How can urine be directed to avoid complications?

The main manifestations of neurogenic bladders are urine larvae, incontinence, increased residual urine, etc., which, if not properly treated, may cause retrenchment, renal water, urinary system infections and renal function loss or failure.

Intermittent urination helps to maintain bladder capacity and restore bladder condensation, and to avoid overfilling the bladder leading to damage to bladder and kidney function. Intermittent urine is recommended as the preferred method of treatment for neurogenic bladder function disorders by the International Ure Control Association. As a result, intermittently induced urine plays an important role in neurogenic bladder management.

However, intermittent urination reduces the incidence of urinary tract infections caused by long-term holding of a urine tube, which inevitably causes damage to the mucous membranes of the urinary tract, reduces the immune capacity of the mucous membrane of the urethal, is prone to internal urethopaedic scabies, and impedes the flow of microbacterial prostate fluids into the urinary tract, often resulting in increased probability of urinary tract infections.

The early use of intermittent urine for patients with neuroactive bladder function disorders has been found to be effective in reducing residual urine, creating reflective bladders and reducing the risk of urinary path infections, which is important for establishing a bladder function balance. In addition, intermittent urination gives patients greater autonomy, does not affect normal life, has a higher fertility and overall better quality of life.

Complications and attention

In order to prevent urea damage during intermittently induced urine, urinary tract infections, and adverse infections caused by excessive bladder pressure, the kidney function is affected. In the implementation of intermittent urination:

(1) Strict application of the principle of sterile operation.

(2) Time-guided urine, which should not produce more than 500 ml at a time, in order to prevent excess urine from causing the patient to fall off.

(3) Squeeze the bladder correctly. The force is light and heavy, and is continuously pressurized at a depth of about 3-4 cm.

(4) The urine guidance materials used shall be soft and fully lubricated with sterile lubricant. It’s light. In the course of the urine course, patients are more often contacted and better coordinated.

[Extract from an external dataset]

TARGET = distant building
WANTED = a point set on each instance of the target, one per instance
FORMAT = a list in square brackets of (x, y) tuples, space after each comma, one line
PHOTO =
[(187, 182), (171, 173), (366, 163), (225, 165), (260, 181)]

(5) The direction seeks to drain the urine without leaving any residual urine.

(6) A routine urine examination every 1 to 2 weeks and a medium urine training.

(7) A detailed record of the amount of water to and from the patient during the intermittent urination.

Interruptive urine is generally considered to start every four to six hours, not more than six times a day, and is then adjusted to the amount of bladder residual urine. When residual urine is less than 100 ml or only 10-20% bladder capacity, the bladder function is considered to be balanced and the urine can be stopped.